I also found this thread where Brandonhifi likes his Jay's over his Aurender W20SE but he was streaming rather than playing the files from the server  https://forum.audiogon.com/discussions/jay-s-audio-cdt3-mk3-wins-over-aurender-w20se/by_member?username=lordmelton  

AI 

So which one “sounds better”?

If the disc is perfect (AZO, Taiyo Yuden, MAM‑A Gold, or a flawless pressed CD):

➡️ Jay’s CDT3‑MK3 will sound more natural, more dimensional, more “live.” It has a drive and immediacy that even the N30SA can’t quite duplicate.

If the disc is average or flawed:

➡️ Aurender N30SA will sound cleaner, quieter, and more stable. It removes all mechanical variables and gives you a blacker background.

If the rip is bit‑perfect and the DAC is excellent:

➡️ N30SA will be more consistent and more neutral.

If you value “musicality,” “drive,” and “presence”:

➡️ CDT3‑MK3 wins with a great disc.

If you value “silence,” “precision,” and “effortlessness”:

➡️ N30SA wins every time.

 

Thanks, Kent

kent10

@kent10 

Please forgive my bluntness but connecting a $32,000 Aurender N30SA streamer to the $3,300 Gustard R30 makes absolutely no sense.
Even if you can buy the N30 at half price, before you splurge on that kind of streamer, I would suggest looking at a high end DAC first, perhaps a one piece solution with streaming card, like MSB, EMM Labs, Meitner, Mola Mola. You can get a Roon nucleus one or use jplay with minim server for your music library. The high quality DAC with streaming card will outperform N30 / Gustard combo. Not even a slight doubt about that. 

I appreciate your candor and agree with you.  I know the R30 is well respected for its price range but it won't take advantage of the highly resolving N30SA.  I had hoped there wouldn't be such a disparity but I see from a quick search that you are correct.  Kind of depressing but I need to know.  Thanks for your advice.

You will get much more out of a DAC with a built in streamer in a $10,000 + category, and run it with jplay for under $50 per year. I am running a Meitner MA3i as roon endpoint as well as jplay.

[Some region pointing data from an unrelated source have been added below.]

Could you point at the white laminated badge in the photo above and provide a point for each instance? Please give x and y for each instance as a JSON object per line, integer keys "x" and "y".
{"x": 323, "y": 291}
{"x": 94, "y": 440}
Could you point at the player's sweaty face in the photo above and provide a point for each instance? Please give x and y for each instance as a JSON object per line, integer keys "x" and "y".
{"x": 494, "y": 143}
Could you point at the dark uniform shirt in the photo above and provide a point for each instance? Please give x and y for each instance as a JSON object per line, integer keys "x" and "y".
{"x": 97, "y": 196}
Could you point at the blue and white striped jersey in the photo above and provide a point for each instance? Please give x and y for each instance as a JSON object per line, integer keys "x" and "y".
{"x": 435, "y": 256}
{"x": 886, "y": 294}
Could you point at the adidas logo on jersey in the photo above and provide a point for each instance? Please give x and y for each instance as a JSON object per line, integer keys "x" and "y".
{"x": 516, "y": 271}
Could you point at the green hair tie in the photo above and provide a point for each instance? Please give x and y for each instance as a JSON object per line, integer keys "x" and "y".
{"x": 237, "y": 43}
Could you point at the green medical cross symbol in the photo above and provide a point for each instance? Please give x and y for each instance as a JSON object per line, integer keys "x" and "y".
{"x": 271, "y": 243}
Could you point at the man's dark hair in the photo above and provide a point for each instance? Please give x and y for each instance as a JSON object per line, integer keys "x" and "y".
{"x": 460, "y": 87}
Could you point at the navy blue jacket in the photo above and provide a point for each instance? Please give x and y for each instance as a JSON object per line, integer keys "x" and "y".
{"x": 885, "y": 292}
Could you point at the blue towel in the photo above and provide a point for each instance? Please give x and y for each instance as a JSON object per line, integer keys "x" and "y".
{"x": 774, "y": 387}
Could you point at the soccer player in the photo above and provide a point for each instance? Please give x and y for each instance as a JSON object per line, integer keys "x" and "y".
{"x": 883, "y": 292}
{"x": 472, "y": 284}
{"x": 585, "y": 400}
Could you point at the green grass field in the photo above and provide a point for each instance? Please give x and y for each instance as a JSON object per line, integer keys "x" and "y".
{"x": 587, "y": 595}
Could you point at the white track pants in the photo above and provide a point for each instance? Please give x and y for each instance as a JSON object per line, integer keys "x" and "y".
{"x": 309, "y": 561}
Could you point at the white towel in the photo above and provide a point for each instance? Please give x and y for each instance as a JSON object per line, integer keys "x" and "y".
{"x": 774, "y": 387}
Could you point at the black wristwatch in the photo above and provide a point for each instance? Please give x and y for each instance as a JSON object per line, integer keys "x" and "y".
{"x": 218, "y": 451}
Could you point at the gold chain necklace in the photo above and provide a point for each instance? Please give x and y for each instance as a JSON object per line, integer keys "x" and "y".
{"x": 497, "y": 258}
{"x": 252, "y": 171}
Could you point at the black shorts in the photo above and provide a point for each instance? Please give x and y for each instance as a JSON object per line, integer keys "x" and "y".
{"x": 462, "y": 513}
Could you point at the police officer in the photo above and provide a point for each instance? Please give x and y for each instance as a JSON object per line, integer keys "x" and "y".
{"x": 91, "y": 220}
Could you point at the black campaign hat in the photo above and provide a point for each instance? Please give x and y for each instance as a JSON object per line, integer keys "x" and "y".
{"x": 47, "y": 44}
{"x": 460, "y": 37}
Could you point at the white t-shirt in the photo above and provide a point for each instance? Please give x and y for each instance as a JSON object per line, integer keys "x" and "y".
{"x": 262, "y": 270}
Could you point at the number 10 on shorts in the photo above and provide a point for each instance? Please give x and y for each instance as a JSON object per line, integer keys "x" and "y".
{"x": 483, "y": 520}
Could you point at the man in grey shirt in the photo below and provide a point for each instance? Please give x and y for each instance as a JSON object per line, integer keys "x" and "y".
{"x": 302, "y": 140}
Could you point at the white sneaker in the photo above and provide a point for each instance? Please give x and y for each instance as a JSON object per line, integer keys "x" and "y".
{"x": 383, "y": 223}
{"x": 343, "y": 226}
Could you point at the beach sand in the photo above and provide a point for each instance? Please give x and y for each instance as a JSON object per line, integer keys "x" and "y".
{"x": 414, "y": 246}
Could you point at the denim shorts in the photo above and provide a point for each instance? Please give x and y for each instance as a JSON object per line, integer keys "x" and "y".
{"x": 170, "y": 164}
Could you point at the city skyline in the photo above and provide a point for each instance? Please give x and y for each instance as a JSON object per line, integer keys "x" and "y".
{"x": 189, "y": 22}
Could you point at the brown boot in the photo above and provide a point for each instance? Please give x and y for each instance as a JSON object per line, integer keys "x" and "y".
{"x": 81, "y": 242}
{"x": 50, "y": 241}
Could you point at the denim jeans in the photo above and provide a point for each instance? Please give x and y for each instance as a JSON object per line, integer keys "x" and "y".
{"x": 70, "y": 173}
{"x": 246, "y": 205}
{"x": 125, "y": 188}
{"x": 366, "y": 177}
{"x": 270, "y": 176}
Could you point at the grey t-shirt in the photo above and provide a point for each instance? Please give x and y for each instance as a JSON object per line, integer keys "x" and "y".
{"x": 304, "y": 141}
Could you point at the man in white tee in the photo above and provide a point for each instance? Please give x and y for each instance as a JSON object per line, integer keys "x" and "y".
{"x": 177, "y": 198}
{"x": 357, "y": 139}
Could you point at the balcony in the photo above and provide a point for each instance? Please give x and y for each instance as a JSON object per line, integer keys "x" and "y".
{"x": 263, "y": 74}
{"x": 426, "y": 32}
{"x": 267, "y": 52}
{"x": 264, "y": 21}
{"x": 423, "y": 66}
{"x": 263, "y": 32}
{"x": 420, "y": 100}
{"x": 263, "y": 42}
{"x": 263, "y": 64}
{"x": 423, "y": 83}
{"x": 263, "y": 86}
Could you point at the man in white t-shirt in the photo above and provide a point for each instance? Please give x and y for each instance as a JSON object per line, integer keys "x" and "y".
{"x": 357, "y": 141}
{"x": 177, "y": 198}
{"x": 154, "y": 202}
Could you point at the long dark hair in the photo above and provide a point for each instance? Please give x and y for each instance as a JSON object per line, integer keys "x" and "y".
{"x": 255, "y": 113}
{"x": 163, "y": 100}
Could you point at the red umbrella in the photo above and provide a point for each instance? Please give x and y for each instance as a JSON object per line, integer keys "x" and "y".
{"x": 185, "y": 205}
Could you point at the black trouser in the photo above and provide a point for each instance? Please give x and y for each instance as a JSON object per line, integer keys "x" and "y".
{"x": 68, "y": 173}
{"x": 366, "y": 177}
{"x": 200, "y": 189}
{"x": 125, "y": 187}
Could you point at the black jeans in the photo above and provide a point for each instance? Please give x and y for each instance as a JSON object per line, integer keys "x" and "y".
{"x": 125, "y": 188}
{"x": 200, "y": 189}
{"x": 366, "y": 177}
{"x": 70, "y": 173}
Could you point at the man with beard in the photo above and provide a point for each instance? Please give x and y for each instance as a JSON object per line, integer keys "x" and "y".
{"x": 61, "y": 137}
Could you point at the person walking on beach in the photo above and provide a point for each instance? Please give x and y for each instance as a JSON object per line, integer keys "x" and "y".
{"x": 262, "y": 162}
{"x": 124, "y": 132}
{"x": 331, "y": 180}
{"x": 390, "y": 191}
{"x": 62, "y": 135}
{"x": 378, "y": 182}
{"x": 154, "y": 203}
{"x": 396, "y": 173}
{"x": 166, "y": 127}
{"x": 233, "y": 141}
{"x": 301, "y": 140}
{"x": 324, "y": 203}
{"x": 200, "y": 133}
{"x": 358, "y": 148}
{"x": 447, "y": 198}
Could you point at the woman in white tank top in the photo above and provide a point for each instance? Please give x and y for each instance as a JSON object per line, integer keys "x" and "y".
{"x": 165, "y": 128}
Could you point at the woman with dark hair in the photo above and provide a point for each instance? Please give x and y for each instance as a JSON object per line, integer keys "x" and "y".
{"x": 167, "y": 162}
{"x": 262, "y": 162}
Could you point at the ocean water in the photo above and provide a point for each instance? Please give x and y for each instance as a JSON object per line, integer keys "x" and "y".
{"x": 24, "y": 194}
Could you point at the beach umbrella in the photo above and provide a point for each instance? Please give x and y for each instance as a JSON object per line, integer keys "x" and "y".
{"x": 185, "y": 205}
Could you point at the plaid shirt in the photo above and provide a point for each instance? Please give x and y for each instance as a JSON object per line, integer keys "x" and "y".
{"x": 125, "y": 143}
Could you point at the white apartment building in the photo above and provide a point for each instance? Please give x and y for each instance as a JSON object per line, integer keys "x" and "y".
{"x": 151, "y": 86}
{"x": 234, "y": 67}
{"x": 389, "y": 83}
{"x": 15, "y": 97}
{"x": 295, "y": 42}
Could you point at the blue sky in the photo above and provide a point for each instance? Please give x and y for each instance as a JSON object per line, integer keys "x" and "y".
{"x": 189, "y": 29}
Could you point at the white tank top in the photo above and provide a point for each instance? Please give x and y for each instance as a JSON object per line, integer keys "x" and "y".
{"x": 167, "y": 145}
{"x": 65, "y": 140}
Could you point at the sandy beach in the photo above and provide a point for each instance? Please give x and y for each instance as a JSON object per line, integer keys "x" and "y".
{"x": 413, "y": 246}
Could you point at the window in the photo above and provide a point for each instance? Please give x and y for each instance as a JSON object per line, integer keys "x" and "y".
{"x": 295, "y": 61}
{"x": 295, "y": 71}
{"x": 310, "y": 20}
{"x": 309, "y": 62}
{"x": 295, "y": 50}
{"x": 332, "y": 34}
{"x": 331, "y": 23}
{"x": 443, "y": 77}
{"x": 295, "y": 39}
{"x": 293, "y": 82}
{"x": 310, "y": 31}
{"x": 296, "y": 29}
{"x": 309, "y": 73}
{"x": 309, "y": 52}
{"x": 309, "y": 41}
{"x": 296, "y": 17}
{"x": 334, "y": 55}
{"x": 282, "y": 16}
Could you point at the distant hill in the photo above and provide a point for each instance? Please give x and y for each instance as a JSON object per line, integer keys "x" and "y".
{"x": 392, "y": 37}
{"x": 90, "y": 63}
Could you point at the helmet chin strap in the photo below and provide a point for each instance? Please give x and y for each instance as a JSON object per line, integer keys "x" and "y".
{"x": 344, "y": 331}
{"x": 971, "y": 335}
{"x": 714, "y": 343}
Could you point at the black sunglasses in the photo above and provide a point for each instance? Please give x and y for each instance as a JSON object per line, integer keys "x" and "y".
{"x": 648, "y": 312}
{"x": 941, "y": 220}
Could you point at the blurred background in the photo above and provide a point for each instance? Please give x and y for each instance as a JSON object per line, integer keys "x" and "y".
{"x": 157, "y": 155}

Separate streamer in this case is simply not justified. 

Maybe a SD Card Transport might be the solution to enable the FLAC Files to be used as a very good Source material. 

The differences in user interfaces may be another consideration when deciding on options. 

@kent10 Oh, forgot to mention that you can also store DVD-A, BLU-RAY Audio and SACD in native .DSF on the Aurender.

If you are getting a new DAC get one with an I2s input.